Silverman’s reply, seen by only a few hundred users, raised a cutting-edge legal question: Who has the right to use the Lemkin name?

“In the USA, in most states, people have rights of privacy and/or publicity based on common law or statute to the use of their own name or likeness or identity,” said Anita Allen, a law professor at the University of Pennsylvania and an expert on postmortem privacy rights.

“In some instances such rights descend to heirs or assignees after death. The details of a particular case would determine whether the organization in question is subject to civil liability,” she said. “They could be.”

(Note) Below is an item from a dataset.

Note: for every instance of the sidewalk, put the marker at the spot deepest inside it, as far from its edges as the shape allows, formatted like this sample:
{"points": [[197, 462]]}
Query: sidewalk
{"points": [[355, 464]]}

A Burgeoning Field of Anti-Israel Critique

The Lemkin Institute’s use of the Holocaust as a weapon with which to critique Israel is not an outlier. Rather, it reflects how the rapidly expanding genocide and Holocaust studies fields, much of it funded by gifts and endowments from well-intentioned Jewish donors, have veered away from the facts and the law and toward, instead, anti-Israel activism.

In one case from earlier this year, a doctoral student at Clark University’s Strassler Center for Holocaust and Genocide Studies reportedly confronted a visiting Israeli reservist and publicly accused Israel of genocide. Months later, in August, a professor of Holocaust and Genocide Studies at Brown University wrote in an article for The Guardian that it was “no longer possible to deny that Israel was engaged in systematic war crimes, crimes against humanity, and genocidal actions.”

That same professor, Omer Bartov, joined other Holocaust and genocide studies scholars in declaring in the New York Review of Books that “Israeli leaders and others are using the Holocaust framing to portray Israel’s collective punishment of Gaza as a battle for civilization in the face of barbarism, thereby promoting racist narratives about Palestinians.”